El otro grave problema que tiene el estilo y el contenido de Critchley es que es profundamente moralista. Como ejemplo, basta su demonización de los celulares: llega a decir que si bien la Gran Recesión del 2007-09 puede ser que haya incidido en los suicidios “no hay duda de que uno de los factores principales es la adopción acelerada e increíblemente generalizada del smartphone y la difusión de las redes sociales”. Suena a viejo que se pierde el tren (En mi época…). Llega a decir que “es indiscutible que hay una relación entre el uso de redes sociales y las ideas y conductas suicidas”. 

Estamos frente a un filósofo que habla desde absolutos y prejuicios. Que no se hace preguntas, que tira postas y que su corpus teórico más importante es mirarse al espejo y recitar un salmo de autoindulgencia. 

Dice en el extenso prólogo: “Dejando de lado los datos empíricos y pensando en un terreno más próximo a la intuición y los sentimientos personales…”. Esa línea ya es suficiente para tirar el libro al fuego e ir salando la entraña y pinchando los choris, pero uno se brinda al lector, a esta reseña y la lectura continuó.

Otro problema con este filósofo que no se hace preguntas reales es que se nota que leyó muchos papers sin un ejercicio de priorización, lo que lo lleva a no poder discriminar los sesgos (se va a excusar que no es su saber) y se come todas las falacias de correlación (es alguien que leería con inocencia aquellos gráficos que mostraban la correlación entre el número de personas ahogadas al caer a una pileta y las veces que aparece Nicholas Cage en una película). 

Uno puede pesquisar el sesgo del autor (su moralidad, su autolegitimación, su venta de humo) en ciertos conectores y firuletes de estilo. Hay que hacer la salvedad que estoy leyendo una traducción, pero no creo que el original en inglés sea muy diferente en estas cosas.

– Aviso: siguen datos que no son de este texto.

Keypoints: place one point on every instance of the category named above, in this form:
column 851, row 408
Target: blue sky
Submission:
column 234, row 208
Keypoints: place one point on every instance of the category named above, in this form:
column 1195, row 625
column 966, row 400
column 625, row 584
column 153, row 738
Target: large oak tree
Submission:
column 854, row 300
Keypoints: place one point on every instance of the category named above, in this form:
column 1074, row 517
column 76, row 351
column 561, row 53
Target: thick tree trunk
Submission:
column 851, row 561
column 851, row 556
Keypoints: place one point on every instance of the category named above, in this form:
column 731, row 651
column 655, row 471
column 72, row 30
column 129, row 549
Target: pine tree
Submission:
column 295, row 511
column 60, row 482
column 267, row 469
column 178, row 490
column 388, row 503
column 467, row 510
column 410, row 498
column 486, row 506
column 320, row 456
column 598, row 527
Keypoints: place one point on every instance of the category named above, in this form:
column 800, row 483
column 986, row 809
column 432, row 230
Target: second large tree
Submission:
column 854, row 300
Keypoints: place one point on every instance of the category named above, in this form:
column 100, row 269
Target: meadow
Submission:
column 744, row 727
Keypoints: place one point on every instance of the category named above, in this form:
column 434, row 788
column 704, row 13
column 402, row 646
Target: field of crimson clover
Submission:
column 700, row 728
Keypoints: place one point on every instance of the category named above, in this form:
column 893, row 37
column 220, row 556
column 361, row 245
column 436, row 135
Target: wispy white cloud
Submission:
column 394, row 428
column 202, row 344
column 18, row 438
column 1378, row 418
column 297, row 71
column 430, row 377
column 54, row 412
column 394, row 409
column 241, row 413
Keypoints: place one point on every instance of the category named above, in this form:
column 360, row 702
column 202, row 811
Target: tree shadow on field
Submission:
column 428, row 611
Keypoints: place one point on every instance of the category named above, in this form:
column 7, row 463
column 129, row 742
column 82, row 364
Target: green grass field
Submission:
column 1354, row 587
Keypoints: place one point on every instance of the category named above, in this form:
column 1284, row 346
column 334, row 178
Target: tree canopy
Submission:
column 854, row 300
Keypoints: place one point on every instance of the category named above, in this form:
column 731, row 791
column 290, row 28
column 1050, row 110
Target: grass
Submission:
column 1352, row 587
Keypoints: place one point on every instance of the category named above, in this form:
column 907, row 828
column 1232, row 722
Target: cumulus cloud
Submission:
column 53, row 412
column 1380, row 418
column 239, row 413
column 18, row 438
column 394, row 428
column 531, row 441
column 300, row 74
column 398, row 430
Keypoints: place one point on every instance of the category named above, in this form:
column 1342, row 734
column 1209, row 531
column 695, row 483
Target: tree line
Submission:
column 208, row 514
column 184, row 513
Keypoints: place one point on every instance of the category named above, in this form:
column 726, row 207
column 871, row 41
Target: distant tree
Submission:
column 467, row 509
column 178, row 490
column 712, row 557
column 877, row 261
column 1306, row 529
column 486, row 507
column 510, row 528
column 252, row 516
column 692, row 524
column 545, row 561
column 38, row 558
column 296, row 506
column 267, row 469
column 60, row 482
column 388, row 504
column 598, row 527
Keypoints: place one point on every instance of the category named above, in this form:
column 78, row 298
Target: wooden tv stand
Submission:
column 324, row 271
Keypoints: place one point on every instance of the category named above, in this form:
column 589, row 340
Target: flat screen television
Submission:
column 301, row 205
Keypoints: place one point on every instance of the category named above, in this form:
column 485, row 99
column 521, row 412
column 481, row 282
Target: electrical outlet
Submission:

Critchley esconde sus prejuicios en “sabemos que..”, “es sabido..”, “hay pruebas”, “están bien documentados” y hasta un triste “es indiscutible”. 

El ensayo original

Luego del update del 2020, el libro del 2014 arranca con una primera linea que dice “Este libro no es una nota de suicidio”.

Luego deviene en un resumen de la historia punitiva del suicidio como autohomicidio, el origen en la religión y las leyes y menciona a la psiquiatría como la bisagra que cambió la categoría de ¨pecado¨por la de ¨trastorno mental¨. Sin embargo, dice SC, “el juicio moral implícito sobre el suicidio que nos ha legado la teología cristiana permanece intacto”.

A la sombra del libro de Szasz, cuyo estilo es abiertamente confrontativo y mejor documentado, estos parecieran ser realmente “Apuntes” sobre el tema. Ahí no mintió.

En la primera parte de la obra, SC nos cuenta que tuvo ideas suicidas (da su testimonio), que se aisló en un hotel en un pueblo costero alejado para escribir sus verdades y nos recomienda que veamos un capítulo de True Detective. Se permite una lírica insuflada: “escribir es ausentarse de la vida”. 

En la segunda parte, enumera datos históricos y cuestiones filosóficas. Mantiene algunas líneas de pensamiento que llegan a lugares como “Además, si la vida es sagrada, entonces toda la vida lo es y también estará prohibido arrebatarle la vida a las vacas, las ovejas, los pollos o los peces para alimentarse (…) ¿Y acaso las frutas y verduras no están vivas también?”.

El libro tiene dos capítulos más. No los quiero aburrir, solo diré que en uno cuenta que hizo un taller sobre Cartas de Suicidas en una librería de Nueva York y que se armó un debate por un periodista que contó del evento. Obviamente cuenta que estaba su mujer en el taller y que él no pudo escribir su propia carta suicida (yo, yo, yo). En el último intenta cerrar sus líneas de pensamientos de calles cortadas exclamando que no hay que esperar ninguna revelación, y básicamente que hay que vivir el presente con lo que se tiene y ya. Nombra a Blanchot, a Virginia Woolf, y a Kurt Cobain y se permite defender tibiamente la eutanasia. No se va a morir de originalidad.